So there you have it: Lot, eager to protect those two strangers, offers up his virgin daughters to the mob, so that they 'can do what they like with them'. For some unknown reason, Lot is so preoccupied with protecting the two men that he'd rather the mob gang-rape his daughters. This verse wouldn't be so bad if afterwards Lot's actions were condemned by the writer of that bible passage. Instead, his actions were lauded. Even God, according to the story, decides to reward Lot by saving his life and destroying that city. Several centuries later, another bible writer calls Lot "a righteous man" (Peter 2:7).

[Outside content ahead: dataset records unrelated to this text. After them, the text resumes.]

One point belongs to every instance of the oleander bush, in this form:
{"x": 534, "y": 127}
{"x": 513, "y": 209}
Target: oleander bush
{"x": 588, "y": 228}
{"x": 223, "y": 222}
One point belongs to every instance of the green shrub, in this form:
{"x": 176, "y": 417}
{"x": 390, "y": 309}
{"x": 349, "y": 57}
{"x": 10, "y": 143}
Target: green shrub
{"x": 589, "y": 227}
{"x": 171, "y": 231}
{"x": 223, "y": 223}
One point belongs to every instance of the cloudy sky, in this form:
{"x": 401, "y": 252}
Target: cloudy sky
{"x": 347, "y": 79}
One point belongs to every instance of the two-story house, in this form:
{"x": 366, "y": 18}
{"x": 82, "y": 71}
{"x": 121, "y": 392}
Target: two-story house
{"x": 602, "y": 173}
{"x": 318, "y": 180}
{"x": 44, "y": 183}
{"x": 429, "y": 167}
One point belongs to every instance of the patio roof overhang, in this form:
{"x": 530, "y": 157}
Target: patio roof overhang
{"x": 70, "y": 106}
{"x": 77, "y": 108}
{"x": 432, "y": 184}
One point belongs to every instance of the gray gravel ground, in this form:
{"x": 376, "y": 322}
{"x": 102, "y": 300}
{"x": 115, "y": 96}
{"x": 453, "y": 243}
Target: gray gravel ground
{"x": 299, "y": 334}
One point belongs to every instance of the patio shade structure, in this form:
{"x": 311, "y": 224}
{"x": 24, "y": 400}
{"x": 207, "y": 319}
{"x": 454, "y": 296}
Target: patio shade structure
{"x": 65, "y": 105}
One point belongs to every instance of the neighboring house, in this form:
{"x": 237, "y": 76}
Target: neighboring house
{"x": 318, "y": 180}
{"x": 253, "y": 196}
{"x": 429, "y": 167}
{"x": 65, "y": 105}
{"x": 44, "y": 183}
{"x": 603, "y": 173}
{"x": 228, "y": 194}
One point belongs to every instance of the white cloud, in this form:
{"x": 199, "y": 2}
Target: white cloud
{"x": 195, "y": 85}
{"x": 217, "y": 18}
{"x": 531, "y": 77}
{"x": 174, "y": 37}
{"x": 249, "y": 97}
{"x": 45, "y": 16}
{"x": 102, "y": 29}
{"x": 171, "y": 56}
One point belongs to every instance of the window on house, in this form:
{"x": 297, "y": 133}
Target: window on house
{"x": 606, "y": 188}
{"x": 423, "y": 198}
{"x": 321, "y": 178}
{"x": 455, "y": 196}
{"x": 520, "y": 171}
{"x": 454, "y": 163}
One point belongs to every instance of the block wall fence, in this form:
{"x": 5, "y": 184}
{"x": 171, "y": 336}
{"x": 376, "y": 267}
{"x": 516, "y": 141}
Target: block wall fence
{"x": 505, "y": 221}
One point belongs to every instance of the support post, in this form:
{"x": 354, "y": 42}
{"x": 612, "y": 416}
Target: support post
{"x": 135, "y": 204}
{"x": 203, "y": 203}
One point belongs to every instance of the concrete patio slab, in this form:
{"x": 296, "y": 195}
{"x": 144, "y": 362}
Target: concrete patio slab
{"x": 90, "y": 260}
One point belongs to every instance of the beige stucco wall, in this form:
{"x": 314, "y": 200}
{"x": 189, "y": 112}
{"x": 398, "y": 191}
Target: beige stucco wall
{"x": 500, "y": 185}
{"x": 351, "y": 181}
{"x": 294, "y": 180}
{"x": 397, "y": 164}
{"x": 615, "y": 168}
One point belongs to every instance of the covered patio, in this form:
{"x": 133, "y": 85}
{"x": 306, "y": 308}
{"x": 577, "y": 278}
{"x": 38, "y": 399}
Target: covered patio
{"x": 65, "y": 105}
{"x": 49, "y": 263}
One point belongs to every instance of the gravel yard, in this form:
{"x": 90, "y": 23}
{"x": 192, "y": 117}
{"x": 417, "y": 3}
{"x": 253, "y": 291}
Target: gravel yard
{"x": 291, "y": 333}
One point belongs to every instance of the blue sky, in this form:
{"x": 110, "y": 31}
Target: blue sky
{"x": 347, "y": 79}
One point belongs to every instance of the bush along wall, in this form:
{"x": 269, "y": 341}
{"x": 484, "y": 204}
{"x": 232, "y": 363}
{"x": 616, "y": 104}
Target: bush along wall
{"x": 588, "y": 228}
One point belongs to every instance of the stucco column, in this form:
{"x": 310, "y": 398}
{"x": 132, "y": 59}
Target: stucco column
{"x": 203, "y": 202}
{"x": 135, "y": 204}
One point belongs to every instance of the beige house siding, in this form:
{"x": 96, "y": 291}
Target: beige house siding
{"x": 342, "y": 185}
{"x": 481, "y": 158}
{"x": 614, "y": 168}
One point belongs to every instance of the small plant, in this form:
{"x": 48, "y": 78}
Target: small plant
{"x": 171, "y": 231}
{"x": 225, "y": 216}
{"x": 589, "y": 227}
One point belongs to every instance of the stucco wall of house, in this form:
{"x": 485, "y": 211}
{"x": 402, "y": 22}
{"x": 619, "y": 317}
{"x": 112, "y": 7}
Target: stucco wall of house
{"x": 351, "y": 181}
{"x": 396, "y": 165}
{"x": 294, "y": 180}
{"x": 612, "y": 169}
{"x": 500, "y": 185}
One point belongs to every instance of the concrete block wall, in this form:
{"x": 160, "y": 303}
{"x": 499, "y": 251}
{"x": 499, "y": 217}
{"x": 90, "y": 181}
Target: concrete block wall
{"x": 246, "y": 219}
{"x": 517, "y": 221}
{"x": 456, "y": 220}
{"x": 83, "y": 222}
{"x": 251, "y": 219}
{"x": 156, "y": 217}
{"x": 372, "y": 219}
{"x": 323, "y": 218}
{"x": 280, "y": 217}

Though it may be hard for many to comprehend why such a story would appear in the bible, and why the "protagonist" of the story, Lot, is referred to as a righteous man, it really is not that difficult to understand. All we need to do is just realize that the bible was not inspired by a holy God, and therefore is not a holy book . Instead, it was written during patriarchal times by misogynistic men who placed little value on the lives of women.
I have spoken to many people who say they are Christians, and most of them had no idea that the bible speaks highly of a man who encouraged a mob to rape his daughters. And its no wonder that they don't know, since most preachers always seem to skip this part of the bible when reading it from their pulpits. And its all for the better that they skip it. In fact, its all for the better that we also skip this bible story. Come to think of it, it would be better for everyone if we all skipped reading the bible entirely.